第47話

「そんな……」


 この世界に来る前に持っていた名前を忘れてしまった私に、伊那倭様が付けて下さった名前。




『――お前のこと、何て呼んだらいいかな?』


『そうですね……このまま名もなき身では、何かと不都合でしょうし……』


『適当に決めようか』


『ひどいですね、適当に、とは』


『まあそう気を悪くするなって。実は何となく、ぴったりな名前を思い付いたんだ』


『あら、何ですか?』


『代志子、だ。いい名前だろう?』




 私は、代志子という名を与えられた時の情景がありありと思い出すことができた。それだけではない、新たな名を得てから、代志子さんと、つまり佐我屋さんと会話もしている。佐我屋さんに代志子と名乗り、佐我屋さんのことを代志子さんと呼んでいた。


 ……そんなこと、ありえる筈がない。


「聞く耳を持つな! ……えと」


 伊那倭様は動揺する私に向かって強く言い放った。しかし、その伊那倭様自身も、その表情には動揺の色が浮かんでいた。

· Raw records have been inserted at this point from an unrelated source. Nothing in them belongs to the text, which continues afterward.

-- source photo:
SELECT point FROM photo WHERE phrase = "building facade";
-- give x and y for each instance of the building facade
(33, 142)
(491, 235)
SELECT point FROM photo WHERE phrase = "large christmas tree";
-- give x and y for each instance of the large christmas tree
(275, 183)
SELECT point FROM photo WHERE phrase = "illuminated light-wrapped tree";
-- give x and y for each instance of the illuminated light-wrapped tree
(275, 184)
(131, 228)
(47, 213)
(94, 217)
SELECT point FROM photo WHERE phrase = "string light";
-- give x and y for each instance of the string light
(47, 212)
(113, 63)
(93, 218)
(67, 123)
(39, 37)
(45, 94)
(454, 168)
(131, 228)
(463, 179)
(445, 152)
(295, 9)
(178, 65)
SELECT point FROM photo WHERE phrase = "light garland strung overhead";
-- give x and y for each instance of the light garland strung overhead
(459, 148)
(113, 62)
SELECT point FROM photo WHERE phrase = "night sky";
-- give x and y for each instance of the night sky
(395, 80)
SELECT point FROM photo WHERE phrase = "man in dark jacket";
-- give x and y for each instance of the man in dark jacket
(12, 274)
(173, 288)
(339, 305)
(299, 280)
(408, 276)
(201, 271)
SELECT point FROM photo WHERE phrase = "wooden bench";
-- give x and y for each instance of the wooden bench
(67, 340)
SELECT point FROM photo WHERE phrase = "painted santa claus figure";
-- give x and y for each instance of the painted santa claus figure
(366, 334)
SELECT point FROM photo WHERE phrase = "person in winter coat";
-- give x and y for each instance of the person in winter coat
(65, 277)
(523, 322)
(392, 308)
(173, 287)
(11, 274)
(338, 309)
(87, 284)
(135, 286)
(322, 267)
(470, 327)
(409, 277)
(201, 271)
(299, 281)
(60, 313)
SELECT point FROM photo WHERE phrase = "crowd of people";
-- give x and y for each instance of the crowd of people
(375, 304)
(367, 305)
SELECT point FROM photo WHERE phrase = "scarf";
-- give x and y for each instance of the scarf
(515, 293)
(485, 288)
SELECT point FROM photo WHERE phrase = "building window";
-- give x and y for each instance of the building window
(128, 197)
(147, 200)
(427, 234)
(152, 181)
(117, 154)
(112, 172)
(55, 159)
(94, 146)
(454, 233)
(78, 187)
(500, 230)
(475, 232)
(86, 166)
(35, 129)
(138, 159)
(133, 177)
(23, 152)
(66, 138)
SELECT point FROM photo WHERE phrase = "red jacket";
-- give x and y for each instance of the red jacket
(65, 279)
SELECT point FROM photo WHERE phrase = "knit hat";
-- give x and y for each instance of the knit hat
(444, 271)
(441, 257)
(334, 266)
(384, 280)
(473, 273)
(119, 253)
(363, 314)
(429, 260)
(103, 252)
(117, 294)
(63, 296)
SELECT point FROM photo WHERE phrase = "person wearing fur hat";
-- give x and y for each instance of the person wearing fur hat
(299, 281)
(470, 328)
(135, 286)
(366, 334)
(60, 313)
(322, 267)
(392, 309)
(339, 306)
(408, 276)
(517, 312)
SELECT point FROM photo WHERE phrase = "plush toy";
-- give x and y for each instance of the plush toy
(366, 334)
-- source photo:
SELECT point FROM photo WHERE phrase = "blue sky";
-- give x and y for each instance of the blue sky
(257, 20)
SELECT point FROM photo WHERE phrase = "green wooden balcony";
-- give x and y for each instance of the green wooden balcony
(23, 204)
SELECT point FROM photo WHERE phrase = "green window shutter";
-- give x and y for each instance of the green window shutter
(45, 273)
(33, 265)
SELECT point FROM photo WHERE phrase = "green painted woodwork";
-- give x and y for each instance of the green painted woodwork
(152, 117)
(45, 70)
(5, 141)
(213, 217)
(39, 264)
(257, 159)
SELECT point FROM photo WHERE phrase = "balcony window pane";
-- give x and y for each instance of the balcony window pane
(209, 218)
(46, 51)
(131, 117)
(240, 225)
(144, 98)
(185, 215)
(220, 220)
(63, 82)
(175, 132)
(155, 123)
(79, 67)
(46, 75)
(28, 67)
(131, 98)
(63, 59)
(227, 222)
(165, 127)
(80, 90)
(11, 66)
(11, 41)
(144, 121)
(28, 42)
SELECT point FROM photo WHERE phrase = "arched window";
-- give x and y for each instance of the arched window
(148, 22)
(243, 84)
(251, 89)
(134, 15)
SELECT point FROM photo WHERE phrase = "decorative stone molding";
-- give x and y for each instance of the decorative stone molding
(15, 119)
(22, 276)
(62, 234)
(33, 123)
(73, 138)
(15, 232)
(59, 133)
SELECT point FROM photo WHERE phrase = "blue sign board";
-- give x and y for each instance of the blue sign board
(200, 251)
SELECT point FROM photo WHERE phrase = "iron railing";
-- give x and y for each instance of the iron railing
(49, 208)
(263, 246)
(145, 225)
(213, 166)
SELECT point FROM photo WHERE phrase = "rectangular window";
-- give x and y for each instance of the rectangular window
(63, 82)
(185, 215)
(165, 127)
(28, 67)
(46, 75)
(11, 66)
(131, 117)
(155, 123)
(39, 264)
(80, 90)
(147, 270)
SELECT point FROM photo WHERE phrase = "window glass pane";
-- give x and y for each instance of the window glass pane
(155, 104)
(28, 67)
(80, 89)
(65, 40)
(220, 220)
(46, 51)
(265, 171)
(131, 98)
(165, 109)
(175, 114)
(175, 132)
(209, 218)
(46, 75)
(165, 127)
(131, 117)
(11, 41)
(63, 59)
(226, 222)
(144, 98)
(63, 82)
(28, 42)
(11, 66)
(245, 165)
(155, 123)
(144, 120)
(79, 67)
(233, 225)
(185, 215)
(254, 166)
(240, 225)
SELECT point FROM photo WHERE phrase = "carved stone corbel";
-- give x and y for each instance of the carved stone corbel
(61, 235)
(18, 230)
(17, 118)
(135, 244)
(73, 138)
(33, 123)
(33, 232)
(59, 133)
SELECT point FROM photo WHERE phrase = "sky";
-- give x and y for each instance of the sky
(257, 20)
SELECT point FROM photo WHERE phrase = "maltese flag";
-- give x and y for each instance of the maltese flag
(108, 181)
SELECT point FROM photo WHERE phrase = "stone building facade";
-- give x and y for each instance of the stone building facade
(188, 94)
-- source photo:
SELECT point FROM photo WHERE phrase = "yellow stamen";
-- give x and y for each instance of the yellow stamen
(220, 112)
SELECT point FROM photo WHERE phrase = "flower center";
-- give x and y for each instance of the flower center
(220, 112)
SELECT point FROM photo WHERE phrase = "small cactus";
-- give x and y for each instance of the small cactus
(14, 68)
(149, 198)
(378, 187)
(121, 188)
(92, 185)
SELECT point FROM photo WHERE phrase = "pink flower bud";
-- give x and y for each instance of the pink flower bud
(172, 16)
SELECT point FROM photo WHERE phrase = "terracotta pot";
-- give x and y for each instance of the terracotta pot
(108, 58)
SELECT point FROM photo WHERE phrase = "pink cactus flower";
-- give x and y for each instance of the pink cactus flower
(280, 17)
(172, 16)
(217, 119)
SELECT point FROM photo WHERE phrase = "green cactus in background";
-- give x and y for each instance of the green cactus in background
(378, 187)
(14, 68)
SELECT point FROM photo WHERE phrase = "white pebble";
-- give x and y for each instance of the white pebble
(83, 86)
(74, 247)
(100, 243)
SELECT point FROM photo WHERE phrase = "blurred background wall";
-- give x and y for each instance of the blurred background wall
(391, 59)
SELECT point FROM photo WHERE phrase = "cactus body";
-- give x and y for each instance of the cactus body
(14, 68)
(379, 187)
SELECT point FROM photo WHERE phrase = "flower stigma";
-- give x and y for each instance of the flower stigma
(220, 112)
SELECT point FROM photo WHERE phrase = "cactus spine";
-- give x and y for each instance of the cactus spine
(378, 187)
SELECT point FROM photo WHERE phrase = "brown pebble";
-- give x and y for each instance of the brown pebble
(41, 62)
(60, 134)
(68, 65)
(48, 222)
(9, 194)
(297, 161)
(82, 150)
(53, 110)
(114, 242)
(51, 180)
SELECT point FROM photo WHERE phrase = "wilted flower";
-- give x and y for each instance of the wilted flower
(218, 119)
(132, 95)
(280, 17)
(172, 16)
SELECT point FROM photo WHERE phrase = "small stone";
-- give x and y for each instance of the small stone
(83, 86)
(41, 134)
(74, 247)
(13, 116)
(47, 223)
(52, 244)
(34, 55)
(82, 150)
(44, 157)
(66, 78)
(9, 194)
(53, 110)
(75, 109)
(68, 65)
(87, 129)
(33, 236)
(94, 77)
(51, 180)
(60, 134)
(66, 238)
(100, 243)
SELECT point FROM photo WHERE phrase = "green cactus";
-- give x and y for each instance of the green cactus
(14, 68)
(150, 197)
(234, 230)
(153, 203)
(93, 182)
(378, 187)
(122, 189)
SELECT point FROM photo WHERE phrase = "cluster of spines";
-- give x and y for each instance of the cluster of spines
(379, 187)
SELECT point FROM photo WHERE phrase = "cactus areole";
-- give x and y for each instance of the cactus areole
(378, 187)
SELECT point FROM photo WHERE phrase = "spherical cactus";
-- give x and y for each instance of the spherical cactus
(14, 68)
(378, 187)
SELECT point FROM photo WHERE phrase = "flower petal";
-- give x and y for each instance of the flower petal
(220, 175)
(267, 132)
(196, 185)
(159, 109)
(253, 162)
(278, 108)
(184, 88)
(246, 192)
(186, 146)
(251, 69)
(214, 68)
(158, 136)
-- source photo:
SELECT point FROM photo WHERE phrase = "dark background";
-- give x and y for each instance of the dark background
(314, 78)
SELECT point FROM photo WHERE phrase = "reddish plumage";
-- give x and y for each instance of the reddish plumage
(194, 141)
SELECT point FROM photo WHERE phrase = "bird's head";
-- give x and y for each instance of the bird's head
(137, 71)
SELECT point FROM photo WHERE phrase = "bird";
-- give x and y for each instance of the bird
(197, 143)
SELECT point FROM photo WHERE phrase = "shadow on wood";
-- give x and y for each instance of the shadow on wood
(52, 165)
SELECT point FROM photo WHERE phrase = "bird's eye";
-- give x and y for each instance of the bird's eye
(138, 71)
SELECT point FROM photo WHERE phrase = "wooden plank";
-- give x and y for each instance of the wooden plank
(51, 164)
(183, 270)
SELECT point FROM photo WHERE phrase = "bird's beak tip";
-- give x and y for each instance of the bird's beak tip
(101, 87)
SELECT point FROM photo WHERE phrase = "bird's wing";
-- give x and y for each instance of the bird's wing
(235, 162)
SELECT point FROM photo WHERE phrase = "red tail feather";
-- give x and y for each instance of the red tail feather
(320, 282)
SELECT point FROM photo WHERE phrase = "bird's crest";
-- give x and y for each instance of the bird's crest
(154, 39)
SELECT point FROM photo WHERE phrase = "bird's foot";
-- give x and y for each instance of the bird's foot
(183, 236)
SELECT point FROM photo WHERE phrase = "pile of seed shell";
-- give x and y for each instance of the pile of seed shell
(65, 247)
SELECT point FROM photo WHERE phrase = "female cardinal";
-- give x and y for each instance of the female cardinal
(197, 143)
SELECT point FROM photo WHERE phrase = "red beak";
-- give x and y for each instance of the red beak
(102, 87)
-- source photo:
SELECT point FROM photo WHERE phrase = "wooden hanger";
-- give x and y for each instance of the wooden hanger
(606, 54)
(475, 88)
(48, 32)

「ええ。こんなことは、ありえないことです。分かっております。八千代様によって、思い出を書き換えられてしまったことは」


 私は伊那倭様の動揺の理由を悟っていた。強く言い放った割に、歯切れの悪い口調。伊那倭様は、私に呼び掛けようとして、それを踏み留まったに違いなかった。何故なら、伊那倭様自身も、恐らく私と同じ記憶を与えられてしまったのだから。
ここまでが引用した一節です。